I stand up and walk up to my room. I will see if she is in her lamp. I open my door as my eyes dart straight to my dresser. Nothing. I enter the room and check everywhere. I look in my closet, under my bed, in the bathroom, and in Chinsun's room. No sign of her lamp. 

"Y/N, where are you?" I call out checking the first floor. I check the laundry room, bathroom, living room, and kitchen. Nowhere. I walk back to the living room and look out the window. Y/N, did you leave me?

I sit on the chair by the window. Tears falling down. Why am I crying? I didn't do anything wrong? She left me so why do I feel so guilty? Just then a thunderstorm rolls in, making people enter their homes. 

"Great, even the world wants to make fun of my sorrows." I pick up Chinsun slowly and make my way upstairs. I place her in her crib and just sit on the rocking chair. I have my reasons on why I don't like that monkey, why can't she see that? I get up and decide to wash away the crashing emotions in me. 

I start the water and get undress. Once the water is a warm temperature I enter the tub. I stand there, letting the water run over my body. There is a window in the bathroom. Right above the shower. I am tall enough for my head to see out of it while standing. The glass is misty from the warm water becoming hot now. I watch the water-fall from the sky. Seeing the building from across the street made me realize how much I hate the city and suburbs. I wash my hair as I think about one day leaving this town. 

I want to live in the countryside.
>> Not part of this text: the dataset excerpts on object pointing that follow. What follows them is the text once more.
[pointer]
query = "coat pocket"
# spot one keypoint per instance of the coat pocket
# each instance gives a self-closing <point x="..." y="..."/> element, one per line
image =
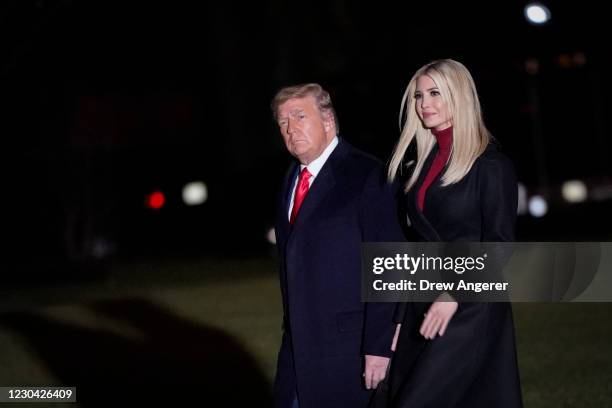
<point x="350" y="321"/>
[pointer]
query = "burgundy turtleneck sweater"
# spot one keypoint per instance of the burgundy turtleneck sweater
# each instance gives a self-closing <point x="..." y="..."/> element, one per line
<point x="445" y="143"/>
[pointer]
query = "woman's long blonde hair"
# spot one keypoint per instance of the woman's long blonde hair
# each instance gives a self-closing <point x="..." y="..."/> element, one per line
<point x="470" y="136"/>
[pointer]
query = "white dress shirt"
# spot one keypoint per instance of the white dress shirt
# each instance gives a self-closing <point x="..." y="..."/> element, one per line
<point x="314" y="168"/>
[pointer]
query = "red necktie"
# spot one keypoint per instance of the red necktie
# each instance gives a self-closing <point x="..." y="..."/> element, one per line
<point x="300" y="193"/>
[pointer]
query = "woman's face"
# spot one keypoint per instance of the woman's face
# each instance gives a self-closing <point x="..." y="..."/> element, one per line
<point x="429" y="104"/>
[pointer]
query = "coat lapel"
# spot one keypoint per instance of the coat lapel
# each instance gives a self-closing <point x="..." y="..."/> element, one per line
<point x="417" y="218"/>
<point x="285" y="199"/>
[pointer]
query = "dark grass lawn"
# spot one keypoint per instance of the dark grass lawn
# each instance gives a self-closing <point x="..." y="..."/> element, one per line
<point x="171" y="331"/>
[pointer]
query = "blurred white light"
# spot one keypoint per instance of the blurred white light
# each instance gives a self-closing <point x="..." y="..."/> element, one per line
<point x="271" y="235"/>
<point x="538" y="207"/>
<point x="574" y="191"/>
<point x="522" y="200"/>
<point x="537" y="13"/>
<point x="195" y="193"/>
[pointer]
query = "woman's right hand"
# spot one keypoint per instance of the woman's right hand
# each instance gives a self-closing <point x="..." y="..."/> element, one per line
<point x="438" y="316"/>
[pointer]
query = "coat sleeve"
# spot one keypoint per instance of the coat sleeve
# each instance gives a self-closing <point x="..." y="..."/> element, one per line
<point x="499" y="199"/>
<point x="379" y="223"/>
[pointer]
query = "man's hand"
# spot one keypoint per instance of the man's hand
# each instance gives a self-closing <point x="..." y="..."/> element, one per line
<point x="375" y="370"/>
<point x="395" y="336"/>
<point x="438" y="316"/>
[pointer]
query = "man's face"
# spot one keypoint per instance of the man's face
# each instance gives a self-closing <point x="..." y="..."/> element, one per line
<point x="305" y="130"/>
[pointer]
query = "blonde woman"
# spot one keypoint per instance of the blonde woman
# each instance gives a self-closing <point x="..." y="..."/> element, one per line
<point x="461" y="188"/>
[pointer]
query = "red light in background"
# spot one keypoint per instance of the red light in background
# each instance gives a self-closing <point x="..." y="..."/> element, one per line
<point x="156" y="200"/>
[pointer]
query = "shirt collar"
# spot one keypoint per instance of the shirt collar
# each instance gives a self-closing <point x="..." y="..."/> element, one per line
<point x="316" y="165"/>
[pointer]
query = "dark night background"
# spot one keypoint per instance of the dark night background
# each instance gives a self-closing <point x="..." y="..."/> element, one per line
<point x="104" y="102"/>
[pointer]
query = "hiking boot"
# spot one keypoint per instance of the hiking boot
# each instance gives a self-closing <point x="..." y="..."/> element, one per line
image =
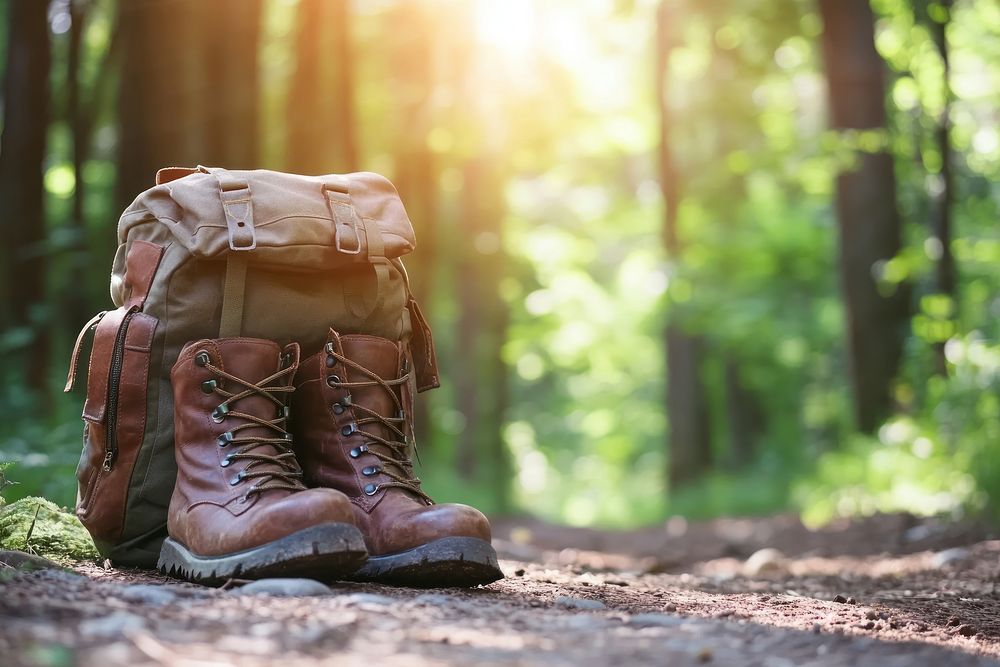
<point x="239" y="507"/>
<point x="353" y="425"/>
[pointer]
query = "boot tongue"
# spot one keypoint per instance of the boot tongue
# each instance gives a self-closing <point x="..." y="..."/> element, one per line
<point x="251" y="360"/>
<point x="381" y="357"/>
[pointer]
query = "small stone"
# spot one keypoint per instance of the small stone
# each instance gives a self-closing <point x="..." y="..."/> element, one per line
<point x="949" y="557"/>
<point x="764" y="562"/>
<point x="435" y="599"/>
<point x="578" y="603"/>
<point x="285" y="587"/>
<point x="147" y="594"/>
<point x="655" y="620"/>
<point x="26" y="562"/>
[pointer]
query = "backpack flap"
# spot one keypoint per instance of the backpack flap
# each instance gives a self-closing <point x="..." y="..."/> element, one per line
<point x="307" y="223"/>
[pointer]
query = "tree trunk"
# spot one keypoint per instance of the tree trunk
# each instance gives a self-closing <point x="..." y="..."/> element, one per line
<point x="22" y="155"/>
<point x="230" y="41"/>
<point x="75" y="300"/>
<point x="160" y="93"/>
<point x="940" y="227"/>
<point x="320" y="107"/>
<point x="866" y="210"/>
<point x="482" y="325"/>
<point x="688" y="443"/>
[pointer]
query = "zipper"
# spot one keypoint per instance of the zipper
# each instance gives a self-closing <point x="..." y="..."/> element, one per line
<point x="114" y="379"/>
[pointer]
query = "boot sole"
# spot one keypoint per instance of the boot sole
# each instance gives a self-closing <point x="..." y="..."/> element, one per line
<point x="450" y="562"/>
<point x="327" y="552"/>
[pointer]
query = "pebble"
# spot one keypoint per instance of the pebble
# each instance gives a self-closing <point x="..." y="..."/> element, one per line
<point x="764" y="562"/>
<point x="285" y="587"/>
<point x="26" y="562"/>
<point x="434" y="599"/>
<point x="147" y="594"/>
<point x="111" y="626"/>
<point x="655" y="620"/>
<point x="949" y="557"/>
<point x="578" y="603"/>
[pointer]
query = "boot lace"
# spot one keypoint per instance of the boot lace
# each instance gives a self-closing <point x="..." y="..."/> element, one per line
<point x="398" y="466"/>
<point x="282" y="468"/>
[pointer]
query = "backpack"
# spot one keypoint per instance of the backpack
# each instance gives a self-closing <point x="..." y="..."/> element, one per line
<point x="214" y="253"/>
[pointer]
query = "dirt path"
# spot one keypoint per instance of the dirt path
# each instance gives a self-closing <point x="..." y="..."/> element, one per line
<point x="634" y="604"/>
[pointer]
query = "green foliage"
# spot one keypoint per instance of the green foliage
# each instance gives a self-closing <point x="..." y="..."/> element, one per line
<point x="40" y="527"/>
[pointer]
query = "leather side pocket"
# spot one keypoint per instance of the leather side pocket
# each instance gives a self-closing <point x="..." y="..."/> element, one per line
<point x="114" y="420"/>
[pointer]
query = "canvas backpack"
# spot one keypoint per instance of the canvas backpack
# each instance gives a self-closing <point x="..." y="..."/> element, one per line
<point x="212" y="253"/>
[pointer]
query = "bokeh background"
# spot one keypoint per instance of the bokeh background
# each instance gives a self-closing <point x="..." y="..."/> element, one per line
<point x="681" y="257"/>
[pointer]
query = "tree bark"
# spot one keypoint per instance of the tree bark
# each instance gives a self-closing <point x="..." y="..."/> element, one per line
<point x="75" y="299"/>
<point x="867" y="215"/>
<point x="320" y="107"/>
<point x="688" y="438"/>
<point x="160" y="94"/>
<point x="940" y="227"/>
<point x="22" y="156"/>
<point x="230" y="43"/>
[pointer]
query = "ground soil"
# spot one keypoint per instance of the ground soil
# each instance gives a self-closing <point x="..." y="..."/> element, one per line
<point x="889" y="590"/>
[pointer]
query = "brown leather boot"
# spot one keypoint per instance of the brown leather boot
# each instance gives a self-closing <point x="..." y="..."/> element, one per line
<point x="352" y="423"/>
<point x="239" y="507"/>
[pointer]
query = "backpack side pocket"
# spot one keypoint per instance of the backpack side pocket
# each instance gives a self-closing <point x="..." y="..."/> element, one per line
<point x="114" y="420"/>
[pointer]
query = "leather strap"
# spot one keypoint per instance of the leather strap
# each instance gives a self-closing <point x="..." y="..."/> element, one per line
<point x="422" y="349"/>
<point x="347" y="224"/>
<point x="140" y="267"/>
<point x="237" y="204"/>
<point x="74" y="359"/>
<point x="168" y="174"/>
<point x="97" y="378"/>
<point x="231" y="323"/>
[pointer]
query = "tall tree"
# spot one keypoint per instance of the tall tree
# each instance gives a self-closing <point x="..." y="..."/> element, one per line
<point x="160" y="95"/>
<point x="229" y="40"/>
<point x="867" y="215"/>
<point x="22" y="155"/>
<point x="320" y="108"/>
<point x="689" y="444"/>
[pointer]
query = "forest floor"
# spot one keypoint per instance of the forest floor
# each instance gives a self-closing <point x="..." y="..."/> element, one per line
<point x="889" y="590"/>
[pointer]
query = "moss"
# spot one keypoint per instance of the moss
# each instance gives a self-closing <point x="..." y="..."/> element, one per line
<point x="56" y="533"/>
A place with peace and quiet. Somewhere secluded, yet prosperous. I rinse my hair and imagine a future there. 

Chinsun, me, and...and...

I let out a sigh. What am I thinking? Just like now, Y/N will leave. I should just forget about her and move on. What harm will that do? I can probably find someone normal and like me. I can find someone to love me and age with me. Yet my something in my gut twists at the thought of her long forgotten presence.

Will I be able to forget her?

Do I even want to?

Should I?

I turn off the water and see the thunderstorm darken everything in town. The sky only filled with strikes of lightning. I get out of the shower and wrap the towel around my waist. 
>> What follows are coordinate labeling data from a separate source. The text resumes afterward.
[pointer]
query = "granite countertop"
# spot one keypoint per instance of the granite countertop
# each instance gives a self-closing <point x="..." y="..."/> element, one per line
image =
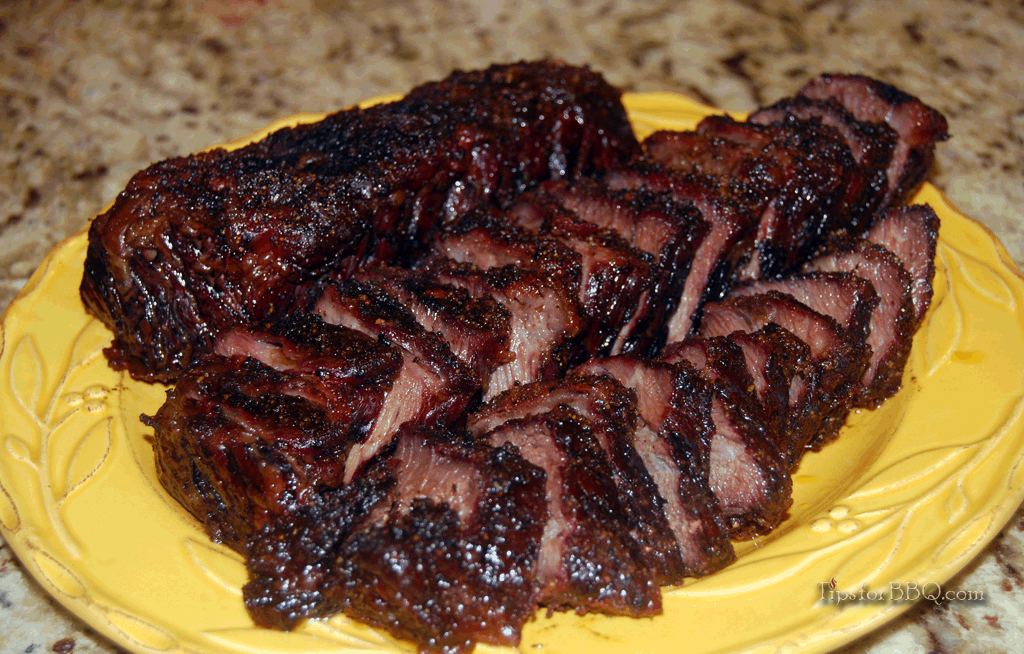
<point x="92" y="91"/>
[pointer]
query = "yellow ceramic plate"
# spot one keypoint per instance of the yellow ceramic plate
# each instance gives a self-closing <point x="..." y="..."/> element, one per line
<point x="908" y="494"/>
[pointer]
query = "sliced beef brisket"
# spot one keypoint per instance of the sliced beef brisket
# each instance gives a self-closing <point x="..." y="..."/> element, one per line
<point x="609" y="410"/>
<point x="892" y="320"/>
<point x="674" y="441"/>
<point x="588" y="561"/>
<point x="437" y="542"/>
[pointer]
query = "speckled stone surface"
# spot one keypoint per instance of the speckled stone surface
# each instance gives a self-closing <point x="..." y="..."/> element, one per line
<point x="92" y="91"/>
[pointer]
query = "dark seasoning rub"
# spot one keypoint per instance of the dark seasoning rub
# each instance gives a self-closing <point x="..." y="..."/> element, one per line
<point x="448" y="359"/>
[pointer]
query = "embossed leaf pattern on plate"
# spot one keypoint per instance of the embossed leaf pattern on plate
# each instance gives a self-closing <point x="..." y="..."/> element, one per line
<point x="909" y="491"/>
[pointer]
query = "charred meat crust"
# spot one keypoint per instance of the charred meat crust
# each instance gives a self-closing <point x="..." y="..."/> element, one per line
<point x="748" y="470"/>
<point x="474" y="242"/>
<point x="838" y="360"/>
<point x="588" y="561"/>
<point x="674" y="441"/>
<point x="609" y="409"/>
<point x="197" y="245"/>
<point x="238" y="448"/>
<point x="892" y="321"/>
<point x="445" y="565"/>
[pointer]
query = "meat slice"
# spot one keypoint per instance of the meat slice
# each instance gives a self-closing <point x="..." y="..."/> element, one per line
<point x="198" y="245"/>
<point x="488" y="238"/>
<point x="749" y="473"/>
<point x="433" y="386"/>
<point x="588" y="561"/>
<point x="477" y="330"/>
<point x="345" y="372"/>
<point x="918" y="126"/>
<point x="721" y="254"/>
<point x="544" y="318"/>
<point x="892" y="320"/>
<point x="654" y="223"/>
<point x="839" y="361"/>
<point x="870" y="144"/>
<point x="616" y="279"/>
<point x="609" y="410"/>
<point x="911" y="234"/>
<point x="238" y="444"/>
<point x="801" y="181"/>
<point x="777" y="362"/>
<point x="674" y="441"/>
<point x="437" y="542"/>
<point x="849" y="299"/>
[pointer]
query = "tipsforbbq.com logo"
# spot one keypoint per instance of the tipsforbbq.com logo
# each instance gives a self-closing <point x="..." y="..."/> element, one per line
<point x="895" y="592"/>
"I messed up bad, didn't I?" I look at myself in the mirror. My outside representing how I feel. Sad. Depressed. 

The floor gets soaked by my wet figure. I slowly begin to change into my pajamas. It is around 6 but the dark skies tell me its time to rest. Maybe Y/N will show up tomorrow. We have a week before the resort. Hopefully, things can sort itself out. I would hate for things to get worse. I walk out of the bathroom and place my dirty clothes in the laundry basket. I dry my hair and hang my towel on the towel rack in the bathroom.